Medya:Efken
"Lal..."
"Bırak uyusun yorgun olmalı"
Ardından bedenim havalanmış ve ilerlemeye başlamıştık. Sanırım bu Ediz'di. Hava soğuk olduğu için iyice sindim. Konuşma sesleri geliyordu ama çok uykum vardı
Yumuşak bir yere konmuş ve uyumaya devam etmiştim
Ediz'den devam
Kucağımdaki kardeşime baktım. Yüzünün rengi solmuş yanağı kızarık ve bileklerinde kesikler vardı. Boynu morarmıştı...

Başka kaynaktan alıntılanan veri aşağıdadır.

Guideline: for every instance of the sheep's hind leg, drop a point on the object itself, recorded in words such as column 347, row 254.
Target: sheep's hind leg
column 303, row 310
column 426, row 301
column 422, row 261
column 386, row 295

Ruh gibi görünüyordu. Onu inceledikçe içimdeki sinir büyüdü. Oflaz abim ve babamın o şerefsizi güzelce halledeceğini biliyordum ama içim yanıyordu ona baktıkça. Keşke yetişebilseydik, keşke bunları tekrar yaşamak zorunda kalmasaydın...
"Abi"
Yanımdaki Efken'e baktım. Endişeli duruyordu benim gibi
"İyi olacak mı sence"dedi kısık sesiyle
"Tabi olucak o bizim kardeşimiz" Etrafı sessizlik sardı. Umarım öyle olurdu. Aksi takdirde kimsenin kaldırabileceğini sanmıyordum
"Biz gidelim o zaman abi sabah yine geliriz görmeye" üzgün duruyorlardı hemde çok
Batu'nun dediği şeyle herkes teker teker evlerine dağılmıştı. Lal'ı yavaşça yukarıya çıkardım ve yatağına bıraktım. Anlına öpücük kondurdum. Çok güzel kokuyordu hala parfümünden dolayı. Kucağına da arılı yastığını bıraktım ve aşağıya indim. Yüzüne baktıkça kendimi suçluyordum çünkü
Saat akşam 9 olmuştu, babam ve Oflaz abim sonunda gelmişlerdi. Geldiklerinde ellerinde kurumuş kanlar vardı. Gördüğüm şeyle keyfim yerine geldi. Oflaz abimle babam dış görünüş olarak benzemesede içten çok benziyorlardı aslında. İkisininde sinirlenince gözleri dönüyordu
"Artık konağa adım atmaya bile götü yemez. Lal nerde?"dedi Oflaz abim Amerikan mutfağa yönelirken. Bir yandan da gömleğini çemreyip elini temizliyordu
"Uyuyo abi"dedi Efken
"Tamam, sabah erken uyandırmayın uykusunu alsın" ifadesi sertti. Hala siniri geçmemişti. Kaşları derince çatık bir şekilde elini temizliyordu
Cüneyt dedeme baktım. Tekli koltukta oturmuş düşünceli duruyordu. Bir eliyle beyaz kısa sakalıyla oynuyor diğer eliyle de bastonu tutuyordu. Ne düşünüyorsa hiç hayra alamet durmuyodu
"Deniz amcamdan hala haber yokmu"diye sordum
Cüneyt dedenin kaşları çatılmış ve "Onu bir elime geçirsem..."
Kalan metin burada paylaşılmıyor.